Он не ответил. Он играл с Подчекаевым в подкидного дурня, и Подчекаев все оставлял его в дураках и смеялся шутливо и торжествующе.

– Ты ж охотник? – повторил Антон Антоныч.

– Что там охотиться... надоело, – сказал Кука.

Близко нагнулся к самому лицу Куки Антон Антоныч, присмотрелся. Пахло от него какими-то нежными женскими духами, острижен он был сзади под машинку, спереди аккуратно причесан косым пробором, воротничок у него был, казалось бы, совсем неудобный: высокий, жесткий; на тужурке ни пятнышка, ни пылинки... прежде не было этого. Какими-то городскими стали щеки: точно устыдились, наконец, сельского румянца и круглоты и вот стянулись чинно, насколько нужно, чтобы не бросаться в глаза, и исподволь посерели.

– Щеголь ты стал какой-то, а? – сказал Антон Антоныч. – Прежде ты как-то... не так был этому предан...

– Что же прежде?.. С людьми живем... – медленно ответил Кука и тут же радостно бросил Подчекаеву две карты. – Дама пик и дама бубен, – не угодно ль, – покройте шапкой!

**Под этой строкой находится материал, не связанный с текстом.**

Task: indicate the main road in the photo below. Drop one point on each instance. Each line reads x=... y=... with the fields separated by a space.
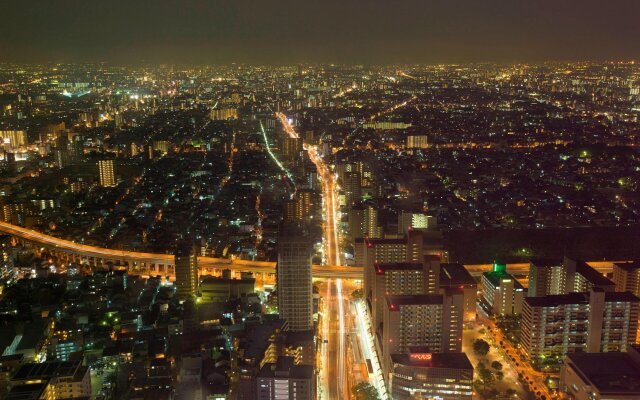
x=206 y=265
x=335 y=375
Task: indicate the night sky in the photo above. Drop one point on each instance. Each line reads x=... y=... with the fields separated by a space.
x=341 y=31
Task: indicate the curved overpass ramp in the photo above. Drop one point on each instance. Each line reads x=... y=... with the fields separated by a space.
x=140 y=258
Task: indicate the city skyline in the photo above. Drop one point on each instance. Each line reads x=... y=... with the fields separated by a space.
x=283 y=32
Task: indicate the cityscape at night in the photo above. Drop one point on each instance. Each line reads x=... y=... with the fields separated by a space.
x=340 y=215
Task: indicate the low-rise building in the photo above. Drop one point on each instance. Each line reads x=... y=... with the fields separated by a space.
x=424 y=375
x=599 y=376
x=502 y=294
x=595 y=321
x=284 y=380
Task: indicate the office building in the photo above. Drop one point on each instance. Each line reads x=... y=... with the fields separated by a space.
x=431 y=321
x=456 y=276
x=420 y=374
x=564 y=276
x=595 y=321
x=215 y=289
x=55 y=380
x=415 y=220
x=107 y=173
x=399 y=279
x=283 y=380
x=600 y=376
x=626 y=277
x=417 y=142
x=301 y=208
x=223 y=114
x=186 y=269
x=294 y=280
x=13 y=139
x=502 y=294
x=291 y=149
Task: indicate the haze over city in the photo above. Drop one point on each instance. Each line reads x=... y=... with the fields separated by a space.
x=286 y=31
x=278 y=200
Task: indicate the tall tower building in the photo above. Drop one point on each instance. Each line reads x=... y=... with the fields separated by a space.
x=107 y=174
x=432 y=321
x=627 y=277
x=295 y=297
x=186 y=267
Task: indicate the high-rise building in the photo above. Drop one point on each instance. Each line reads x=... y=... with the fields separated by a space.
x=52 y=380
x=186 y=270
x=417 y=142
x=291 y=149
x=302 y=207
x=223 y=114
x=595 y=321
x=627 y=277
x=283 y=380
x=422 y=374
x=502 y=294
x=400 y=279
x=414 y=220
x=14 y=139
x=432 y=321
x=611 y=376
x=456 y=276
x=107 y=173
x=547 y=277
x=294 y=279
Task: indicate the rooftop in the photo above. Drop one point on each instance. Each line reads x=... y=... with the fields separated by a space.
x=455 y=274
x=433 y=360
x=628 y=266
x=610 y=373
x=577 y=298
x=414 y=299
x=382 y=268
x=496 y=276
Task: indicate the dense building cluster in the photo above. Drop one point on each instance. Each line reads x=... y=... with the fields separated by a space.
x=245 y=232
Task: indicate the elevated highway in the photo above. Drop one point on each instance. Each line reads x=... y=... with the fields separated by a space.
x=158 y=263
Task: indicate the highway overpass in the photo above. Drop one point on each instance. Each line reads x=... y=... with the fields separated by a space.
x=162 y=264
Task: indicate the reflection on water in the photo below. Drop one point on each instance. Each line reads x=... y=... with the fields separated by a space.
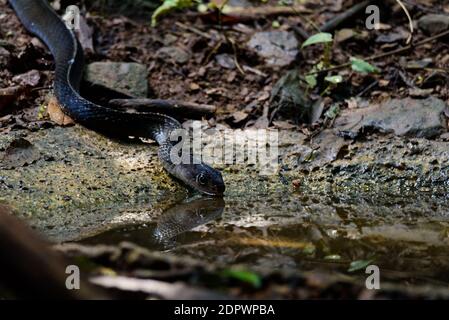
x=407 y=238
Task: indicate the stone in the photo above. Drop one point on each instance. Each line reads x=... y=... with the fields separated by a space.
x=278 y=48
x=434 y=23
x=421 y=118
x=177 y=54
x=124 y=77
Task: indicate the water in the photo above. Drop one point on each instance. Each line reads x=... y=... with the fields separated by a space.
x=408 y=238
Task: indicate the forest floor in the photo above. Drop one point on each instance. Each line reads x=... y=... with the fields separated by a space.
x=363 y=148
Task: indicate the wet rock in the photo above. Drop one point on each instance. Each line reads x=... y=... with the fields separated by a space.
x=126 y=78
x=395 y=36
x=434 y=23
x=57 y=115
x=403 y=117
x=278 y=48
x=176 y=54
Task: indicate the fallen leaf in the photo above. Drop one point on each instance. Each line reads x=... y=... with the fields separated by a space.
x=56 y=114
x=29 y=79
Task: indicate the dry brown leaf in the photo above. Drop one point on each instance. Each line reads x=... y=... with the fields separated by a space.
x=56 y=115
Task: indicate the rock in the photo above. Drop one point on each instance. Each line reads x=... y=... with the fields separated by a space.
x=434 y=23
x=123 y=77
x=177 y=54
x=225 y=60
x=403 y=117
x=9 y=95
x=72 y=182
x=278 y=48
x=4 y=57
x=57 y=115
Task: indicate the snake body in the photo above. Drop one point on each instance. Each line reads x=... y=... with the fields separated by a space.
x=40 y=19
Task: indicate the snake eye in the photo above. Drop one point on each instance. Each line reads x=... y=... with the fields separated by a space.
x=201 y=179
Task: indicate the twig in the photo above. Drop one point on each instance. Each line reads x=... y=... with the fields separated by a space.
x=164 y=106
x=386 y=54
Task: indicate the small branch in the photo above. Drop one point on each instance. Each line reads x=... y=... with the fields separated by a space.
x=165 y=106
x=386 y=54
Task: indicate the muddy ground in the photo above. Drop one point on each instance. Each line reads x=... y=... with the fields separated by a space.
x=363 y=166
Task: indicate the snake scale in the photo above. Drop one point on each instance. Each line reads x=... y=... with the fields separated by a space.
x=41 y=20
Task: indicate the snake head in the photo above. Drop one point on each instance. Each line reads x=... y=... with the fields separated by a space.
x=202 y=177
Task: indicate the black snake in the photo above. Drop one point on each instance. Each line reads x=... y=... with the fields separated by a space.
x=40 y=19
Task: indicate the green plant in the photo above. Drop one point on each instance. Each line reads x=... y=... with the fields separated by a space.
x=326 y=39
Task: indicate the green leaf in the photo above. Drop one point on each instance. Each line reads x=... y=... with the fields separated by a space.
x=311 y=80
x=245 y=276
x=332 y=257
x=169 y=5
x=359 y=65
x=322 y=37
x=334 y=79
x=358 y=265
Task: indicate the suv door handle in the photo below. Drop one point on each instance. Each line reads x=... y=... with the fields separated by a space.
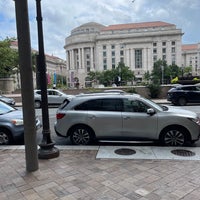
x=126 y=117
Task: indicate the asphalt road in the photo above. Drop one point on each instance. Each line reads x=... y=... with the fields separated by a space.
x=66 y=141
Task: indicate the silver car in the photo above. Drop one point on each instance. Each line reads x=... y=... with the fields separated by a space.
x=125 y=117
x=55 y=97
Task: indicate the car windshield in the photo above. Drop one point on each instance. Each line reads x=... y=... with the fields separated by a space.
x=4 y=108
x=155 y=105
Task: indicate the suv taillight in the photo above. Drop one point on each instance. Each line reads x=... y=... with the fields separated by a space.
x=60 y=115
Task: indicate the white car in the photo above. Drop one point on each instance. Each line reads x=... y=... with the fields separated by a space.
x=55 y=97
x=125 y=117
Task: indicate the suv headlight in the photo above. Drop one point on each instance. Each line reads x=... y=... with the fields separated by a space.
x=18 y=122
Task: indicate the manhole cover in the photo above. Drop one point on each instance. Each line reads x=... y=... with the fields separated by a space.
x=125 y=151
x=183 y=152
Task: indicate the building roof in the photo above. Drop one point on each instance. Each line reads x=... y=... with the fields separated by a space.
x=136 y=25
x=187 y=47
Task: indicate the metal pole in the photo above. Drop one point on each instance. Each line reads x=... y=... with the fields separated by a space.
x=47 y=149
x=162 y=68
x=25 y=63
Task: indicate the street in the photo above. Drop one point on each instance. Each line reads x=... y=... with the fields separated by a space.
x=66 y=141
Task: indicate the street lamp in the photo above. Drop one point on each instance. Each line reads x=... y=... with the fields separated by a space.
x=47 y=149
x=162 y=68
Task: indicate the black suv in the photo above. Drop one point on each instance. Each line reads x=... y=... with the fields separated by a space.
x=181 y=95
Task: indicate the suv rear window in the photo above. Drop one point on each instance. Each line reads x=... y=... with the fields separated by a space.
x=101 y=105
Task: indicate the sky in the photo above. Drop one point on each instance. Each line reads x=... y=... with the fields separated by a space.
x=61 y=16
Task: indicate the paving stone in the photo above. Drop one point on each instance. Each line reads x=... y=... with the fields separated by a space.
x=77 y=174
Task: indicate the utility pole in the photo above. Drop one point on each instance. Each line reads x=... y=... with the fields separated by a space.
x=47 y=149
x=24 y=48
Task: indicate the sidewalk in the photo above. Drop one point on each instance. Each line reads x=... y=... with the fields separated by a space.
x=77 y=174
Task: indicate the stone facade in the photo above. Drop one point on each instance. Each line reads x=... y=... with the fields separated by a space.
x=95 y=47
x=191 y=57
x=54 y=65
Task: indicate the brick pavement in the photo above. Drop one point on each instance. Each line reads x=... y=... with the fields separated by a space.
x=78 y=175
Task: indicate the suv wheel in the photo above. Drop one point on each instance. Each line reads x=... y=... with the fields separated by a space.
x=174 y=136
x=182 y=101
x=5 y=137
x=81 y=135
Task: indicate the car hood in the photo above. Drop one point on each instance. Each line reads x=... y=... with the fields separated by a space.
x=181 y=111
x=15 y=114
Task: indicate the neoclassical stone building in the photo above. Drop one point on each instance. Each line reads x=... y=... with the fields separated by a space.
x=95 y=47
x=191 y=57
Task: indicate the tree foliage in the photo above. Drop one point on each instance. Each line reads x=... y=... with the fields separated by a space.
x=9 y=61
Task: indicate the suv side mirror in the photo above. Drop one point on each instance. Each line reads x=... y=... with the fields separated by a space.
x=151 y=111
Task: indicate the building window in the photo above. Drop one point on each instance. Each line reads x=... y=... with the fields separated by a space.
x=113 y=63
x=88 y=69
x=164 y=50
x=173 y=43
x=173 y=59
x=173 y=49
x=154 y=58
x=138 y=58
x=105 y=64
x=164 y=57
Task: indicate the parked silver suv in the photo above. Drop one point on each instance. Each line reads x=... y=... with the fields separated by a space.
x=125 y=117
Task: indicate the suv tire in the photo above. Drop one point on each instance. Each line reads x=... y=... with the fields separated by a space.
x=173 y=136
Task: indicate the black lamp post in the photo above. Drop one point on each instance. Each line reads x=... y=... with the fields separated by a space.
x=47 y=149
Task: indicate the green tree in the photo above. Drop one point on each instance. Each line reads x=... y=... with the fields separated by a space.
x=9 y=62
x=159 y=71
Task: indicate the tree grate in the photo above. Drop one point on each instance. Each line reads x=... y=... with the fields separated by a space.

Подчекаев нерешительно стал покрывать тузами, а Антон Антоныч говорил:

– И на лицо ты изменился... Ночей не спишь, а? – и еще ниже склонял к нему голову и всматривался в серые глаза, как гадалка в нашептанную воду.

– Папа мне мешает, – досадливо отодвинул Кука лицо.

Выпрямился Антон Антоныч, вспыхнул:

– Ого, хлопче, я уж и мешать стал!.. Так я, может, и всем мешаю? Тем, что живу еще здесь, тем самым и мешаю, а я и не знал, дурень!.. Так это они угадали, значит, – о-о, то разумный народ! – шо меня в острог, в каторгу, в кандалы, на цепь, а?

– Ну, папа! – поднялся Кука.

– Это они мне самое наивернейшее место и нашли, – як не москаль, то и руками не плескай, та иди себе на казенный хлеб, та смирно сиди, не ворохнись, – та глупой головою бритой... или то, может, только на чистой каторге голову бреют, а в арестантских ротах нет, а, господин исправник? язвительно спросил Антон Антоныч.

– Ну, папа! – опять по-прежнему, только еще более просительно и нежно, как говорят с больными, неверно улыбаясь, сказал Кука, а Подчекаев почему-то вздохнул, потупясь, и стал собирать и тасовать карты.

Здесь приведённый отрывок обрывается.